MISRATA, LIBYA —
Libyan militiamen battling the Islamic State’s affiliate in their country say most of the jihadi fighters are not Libyans — the bulk of them, they say, come from neighboring North African nations.
But they warn the jihadis are rapidly growing in strength and are being directed by highly experienced commanders.
The Islamic State’s new affiliate in Libya last month overran the coastal city of Sirte, the hometown of deposed Libyan strongman Colonel Moammar Gadhafi, who was ousted in a NATO-backed uprising four years ago.
In an out-of-the-way tightly secured camp, fighters from one of Misrata’s top militias reflected on the defeat.
Abu Khalid Jazy, a commander and spokesman for the 166 brigade, which was in the vanguard of the battle starting in mid-March to keep Sirte out of the hand of the jihadis, said fighting IS is different from the fighting he experienced in the uprising against Gadhafi.
It is different too, he said, from the fighting now in Libya, which is currently divided between two rival governments.
He says Daesh – the Arab acronym for IS - prefers to avoid direct confrontations and there aren’t really front-lines with them.
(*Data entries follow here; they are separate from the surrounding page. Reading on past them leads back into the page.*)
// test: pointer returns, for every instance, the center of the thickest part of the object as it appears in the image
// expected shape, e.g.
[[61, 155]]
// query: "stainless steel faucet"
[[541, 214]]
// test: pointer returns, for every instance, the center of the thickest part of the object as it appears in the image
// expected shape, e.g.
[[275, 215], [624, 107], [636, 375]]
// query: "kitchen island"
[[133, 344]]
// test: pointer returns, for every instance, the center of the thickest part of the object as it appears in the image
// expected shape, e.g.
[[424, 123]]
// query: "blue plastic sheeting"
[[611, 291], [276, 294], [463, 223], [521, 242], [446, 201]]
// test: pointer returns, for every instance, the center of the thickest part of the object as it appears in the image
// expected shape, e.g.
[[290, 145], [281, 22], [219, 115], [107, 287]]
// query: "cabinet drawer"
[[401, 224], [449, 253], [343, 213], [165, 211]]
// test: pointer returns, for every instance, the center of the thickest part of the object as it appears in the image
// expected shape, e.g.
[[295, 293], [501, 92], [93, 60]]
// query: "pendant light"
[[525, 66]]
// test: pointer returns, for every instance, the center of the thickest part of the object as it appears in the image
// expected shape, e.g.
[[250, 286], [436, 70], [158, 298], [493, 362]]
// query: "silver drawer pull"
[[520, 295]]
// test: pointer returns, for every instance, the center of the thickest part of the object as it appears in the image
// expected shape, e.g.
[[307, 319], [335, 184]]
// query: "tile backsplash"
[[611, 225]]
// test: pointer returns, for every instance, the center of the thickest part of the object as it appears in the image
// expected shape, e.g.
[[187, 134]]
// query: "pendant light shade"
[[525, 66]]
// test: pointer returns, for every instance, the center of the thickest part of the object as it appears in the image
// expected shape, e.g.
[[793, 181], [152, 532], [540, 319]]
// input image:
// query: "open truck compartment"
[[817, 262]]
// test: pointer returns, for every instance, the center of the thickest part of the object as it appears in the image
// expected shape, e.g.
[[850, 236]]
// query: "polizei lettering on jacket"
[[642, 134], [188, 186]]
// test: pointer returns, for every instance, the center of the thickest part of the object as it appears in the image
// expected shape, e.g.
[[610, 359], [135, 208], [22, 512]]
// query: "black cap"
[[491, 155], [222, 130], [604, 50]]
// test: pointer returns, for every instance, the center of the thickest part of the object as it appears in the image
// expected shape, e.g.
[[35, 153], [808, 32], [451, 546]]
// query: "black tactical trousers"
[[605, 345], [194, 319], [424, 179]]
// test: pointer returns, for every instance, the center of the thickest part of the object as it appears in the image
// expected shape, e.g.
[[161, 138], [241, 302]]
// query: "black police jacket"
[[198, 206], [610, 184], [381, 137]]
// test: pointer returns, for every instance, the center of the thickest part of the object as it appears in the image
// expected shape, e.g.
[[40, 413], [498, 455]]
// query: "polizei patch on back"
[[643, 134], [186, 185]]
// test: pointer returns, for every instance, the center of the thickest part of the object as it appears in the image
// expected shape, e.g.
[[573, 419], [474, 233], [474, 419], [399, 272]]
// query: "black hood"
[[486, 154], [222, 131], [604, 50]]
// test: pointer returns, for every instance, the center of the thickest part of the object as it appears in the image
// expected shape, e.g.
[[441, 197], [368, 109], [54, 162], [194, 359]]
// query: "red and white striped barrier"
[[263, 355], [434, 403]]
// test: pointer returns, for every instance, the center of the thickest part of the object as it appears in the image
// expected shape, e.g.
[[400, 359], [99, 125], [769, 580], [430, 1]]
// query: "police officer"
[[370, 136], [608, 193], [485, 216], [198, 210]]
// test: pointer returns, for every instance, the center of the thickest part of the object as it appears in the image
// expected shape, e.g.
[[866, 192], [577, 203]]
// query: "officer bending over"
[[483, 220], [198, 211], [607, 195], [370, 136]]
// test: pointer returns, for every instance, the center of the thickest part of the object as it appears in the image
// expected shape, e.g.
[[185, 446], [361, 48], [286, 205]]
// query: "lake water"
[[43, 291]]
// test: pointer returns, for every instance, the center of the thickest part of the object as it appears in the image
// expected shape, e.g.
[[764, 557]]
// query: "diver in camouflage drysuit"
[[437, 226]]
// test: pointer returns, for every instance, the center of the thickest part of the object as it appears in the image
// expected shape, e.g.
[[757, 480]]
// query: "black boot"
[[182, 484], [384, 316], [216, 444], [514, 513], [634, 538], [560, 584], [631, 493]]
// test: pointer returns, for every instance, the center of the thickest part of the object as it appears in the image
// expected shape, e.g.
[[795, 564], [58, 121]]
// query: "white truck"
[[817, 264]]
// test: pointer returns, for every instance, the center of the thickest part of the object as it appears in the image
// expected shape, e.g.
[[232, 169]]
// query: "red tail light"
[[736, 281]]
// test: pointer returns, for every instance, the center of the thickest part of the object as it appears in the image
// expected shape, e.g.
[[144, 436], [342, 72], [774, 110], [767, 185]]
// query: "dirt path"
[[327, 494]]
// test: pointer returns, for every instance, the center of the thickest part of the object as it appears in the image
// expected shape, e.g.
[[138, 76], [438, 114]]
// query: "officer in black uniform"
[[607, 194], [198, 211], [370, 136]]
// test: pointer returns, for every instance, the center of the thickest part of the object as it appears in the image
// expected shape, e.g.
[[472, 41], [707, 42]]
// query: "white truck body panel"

The jihadis like to launch surprise, out-flanking attacks in the dead of night.
The Daesh fighters mainly come from Mali, Mauritania, Syria, Algeria, Egypt and a lot from Tunisia, he said. The fighters are clearly shocked at their defeat — they prefer to describe it as a “tactical retreat” — and they are fearful about what comes next from IS.
IS fighters last week expanded their hold on a stretch of the Mediterranean coast of Libya across from Italy by taking another town near Sirte and to the west of Sirte they captured this week a major power plant.
Forces loyal to the self-declared government based in the capital Tripoli withdrew from the plant after three soldiers were killed - another so-called tactical retreat that suggests even veterans from the uprising against Gadhafi are ill-prepared to take on Daesh.
Since the start of the year, the Islamic State has claimed responsibility for slaughtering dozens of Egyptian and Ethiopian Christians, as well as an attack on Tripoli's landmark Corinthia hotel, which left 10 dead, including an American security contractor. They have bombed embassies, too, and mounted bomb and gun attacks on checkpoints more than 241 kilometers from Sirte on the outskirts of Misrata.
Capitalizing on turmoil
IS has capitalized on the general turmoil in Libya, where two governments are vying for power, a self-declared one in Tripoli and an internationally recognized one now based in Tobruk. UN-sponsored peace talks look all but hopeless.
Meanwhile, IS, estimated by Libyan militiamen to have under 3,000 fighters currently, is threatening to turn its foothold into a much larger presence.
Abd Muhammad Qaid is a former member of the anti-Gadhafi Libyan Islamic Fighting Group which was based out of Afghanistan for a time, but he refused a request by Osama bin-Laden to join al-Qaida. His brother did though and became a prominent member of al-Qaida before being killed in an American drone strike.
Now a member of the Tripoli-based parliament, he says the seed of IS has been planted.
If it isn’t confronted quickly, he warned, it will grow much stronger and be harder to uproot.